I would argue that we've come somewhat close, I think, to option number two in terms of simplifying and codifying an approach. This is exactly what PIPEDA does, recognizing that technology is evolving very rapidly and the legislative process will always be behind. PIPEDA takes the approach that sets out basic principles that all organizations must follow. That allows for a great deal of flexibility to users and ultimately to a privacy commissioner in determining what is required, what level of disclosure, what type of consent, and what sort of uses are within the reasonable expectation of consumers, etc.
I think we're very close to having the right approach.
With respect to more powers to privacy commissioners to enforce, I would say that for many businesses, certainly the larger and more reputable businesses, fines and those kinds of enforcement powers are almost beside the point.
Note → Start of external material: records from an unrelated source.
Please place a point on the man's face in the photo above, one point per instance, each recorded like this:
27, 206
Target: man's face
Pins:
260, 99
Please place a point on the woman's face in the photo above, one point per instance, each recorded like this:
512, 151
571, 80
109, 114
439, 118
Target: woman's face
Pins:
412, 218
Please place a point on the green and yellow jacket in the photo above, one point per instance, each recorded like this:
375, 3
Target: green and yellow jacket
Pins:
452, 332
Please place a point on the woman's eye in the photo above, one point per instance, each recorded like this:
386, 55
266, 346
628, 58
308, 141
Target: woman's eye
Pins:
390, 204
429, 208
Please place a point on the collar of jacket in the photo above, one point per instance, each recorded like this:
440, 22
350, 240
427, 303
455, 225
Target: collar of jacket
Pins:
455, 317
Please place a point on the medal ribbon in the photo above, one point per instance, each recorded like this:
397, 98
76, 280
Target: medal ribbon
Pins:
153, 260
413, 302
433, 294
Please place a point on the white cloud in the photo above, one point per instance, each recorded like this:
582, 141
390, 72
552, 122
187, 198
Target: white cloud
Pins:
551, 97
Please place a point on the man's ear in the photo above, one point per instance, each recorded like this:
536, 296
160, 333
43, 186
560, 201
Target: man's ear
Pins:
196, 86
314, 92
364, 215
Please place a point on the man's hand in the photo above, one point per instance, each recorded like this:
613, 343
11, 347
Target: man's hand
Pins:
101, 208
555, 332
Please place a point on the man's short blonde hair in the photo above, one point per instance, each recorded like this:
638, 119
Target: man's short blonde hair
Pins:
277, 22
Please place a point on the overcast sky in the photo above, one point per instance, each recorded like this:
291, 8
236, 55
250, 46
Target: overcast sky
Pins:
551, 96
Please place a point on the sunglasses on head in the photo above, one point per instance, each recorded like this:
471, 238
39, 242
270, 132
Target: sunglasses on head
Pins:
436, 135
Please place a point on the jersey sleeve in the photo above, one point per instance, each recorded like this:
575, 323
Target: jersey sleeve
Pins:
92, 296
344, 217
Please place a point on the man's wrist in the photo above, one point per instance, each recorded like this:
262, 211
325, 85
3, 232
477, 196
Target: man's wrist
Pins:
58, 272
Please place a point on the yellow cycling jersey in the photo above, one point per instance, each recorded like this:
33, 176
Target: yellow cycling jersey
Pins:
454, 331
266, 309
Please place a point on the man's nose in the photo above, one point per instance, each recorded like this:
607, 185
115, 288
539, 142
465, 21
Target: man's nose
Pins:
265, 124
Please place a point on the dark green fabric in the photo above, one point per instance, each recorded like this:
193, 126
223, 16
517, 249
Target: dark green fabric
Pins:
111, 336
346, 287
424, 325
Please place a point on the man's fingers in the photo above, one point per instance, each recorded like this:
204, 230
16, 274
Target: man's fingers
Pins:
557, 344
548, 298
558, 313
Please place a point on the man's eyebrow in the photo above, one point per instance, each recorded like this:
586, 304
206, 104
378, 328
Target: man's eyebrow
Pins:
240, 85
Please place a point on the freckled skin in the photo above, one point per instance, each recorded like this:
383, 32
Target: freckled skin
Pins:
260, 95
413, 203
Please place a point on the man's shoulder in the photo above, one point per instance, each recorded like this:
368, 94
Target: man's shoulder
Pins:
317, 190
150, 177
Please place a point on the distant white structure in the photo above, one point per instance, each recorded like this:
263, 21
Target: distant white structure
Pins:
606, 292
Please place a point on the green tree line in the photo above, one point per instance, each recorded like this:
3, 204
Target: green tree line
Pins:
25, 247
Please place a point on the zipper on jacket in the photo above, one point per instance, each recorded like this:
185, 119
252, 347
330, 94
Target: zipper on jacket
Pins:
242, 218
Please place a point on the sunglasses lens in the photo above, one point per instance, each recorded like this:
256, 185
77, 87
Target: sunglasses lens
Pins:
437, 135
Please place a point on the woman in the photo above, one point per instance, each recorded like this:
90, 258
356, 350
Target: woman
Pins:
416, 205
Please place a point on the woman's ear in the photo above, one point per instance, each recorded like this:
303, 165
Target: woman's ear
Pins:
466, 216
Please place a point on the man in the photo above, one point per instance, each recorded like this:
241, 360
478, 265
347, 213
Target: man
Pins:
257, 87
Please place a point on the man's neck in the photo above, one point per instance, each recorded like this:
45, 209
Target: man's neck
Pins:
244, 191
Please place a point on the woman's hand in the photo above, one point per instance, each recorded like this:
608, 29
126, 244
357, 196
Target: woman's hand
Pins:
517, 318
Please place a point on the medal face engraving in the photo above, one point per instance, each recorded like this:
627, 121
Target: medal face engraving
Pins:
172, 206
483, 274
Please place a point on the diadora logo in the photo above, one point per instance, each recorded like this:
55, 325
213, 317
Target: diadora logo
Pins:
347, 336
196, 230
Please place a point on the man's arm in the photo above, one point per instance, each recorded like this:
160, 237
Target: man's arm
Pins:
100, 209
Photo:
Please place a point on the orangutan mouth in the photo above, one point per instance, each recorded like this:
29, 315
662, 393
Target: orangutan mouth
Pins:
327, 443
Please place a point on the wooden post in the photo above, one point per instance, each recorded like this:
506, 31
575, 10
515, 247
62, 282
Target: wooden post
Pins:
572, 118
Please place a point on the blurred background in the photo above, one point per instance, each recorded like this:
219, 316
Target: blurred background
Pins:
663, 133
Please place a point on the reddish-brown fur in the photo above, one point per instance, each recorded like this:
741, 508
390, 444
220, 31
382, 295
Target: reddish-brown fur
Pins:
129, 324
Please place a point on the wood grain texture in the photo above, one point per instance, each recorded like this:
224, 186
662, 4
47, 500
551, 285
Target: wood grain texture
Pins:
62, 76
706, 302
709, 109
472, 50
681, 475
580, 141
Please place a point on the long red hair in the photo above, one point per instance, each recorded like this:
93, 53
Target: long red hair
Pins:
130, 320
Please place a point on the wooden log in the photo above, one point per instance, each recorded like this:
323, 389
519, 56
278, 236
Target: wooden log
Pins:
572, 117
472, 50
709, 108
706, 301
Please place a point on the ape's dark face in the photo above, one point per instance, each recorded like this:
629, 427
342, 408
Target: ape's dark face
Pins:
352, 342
The real stick, and where the rubber really hits the road for such companies, is the type of publicity you described.
When there is a major privacy breach and the company's name is all over the headlines about being hacked or about doing something inappropriate with data, that really does a lot to damage the company's brand. It makes people question their trust in the company. It makes people think that maybe they should be using alternate providers. Regardless of what the laws might be, that is what most businesses are really focused on.
One of the problems with having more enforcement powers is that it changes the essential nature of the relationship between privacy commissioners and business. Right now we generally have a fairly cooperative, sort of ombudsman-type model. I think it works fairly well. That is more conducive to organizations proactively sharing information with privacy commissioners.
If we move to a regime where there are more sanctions to be applied, it becomes much more like litigation, and I don't think that's the environment we want for privacy in Canada.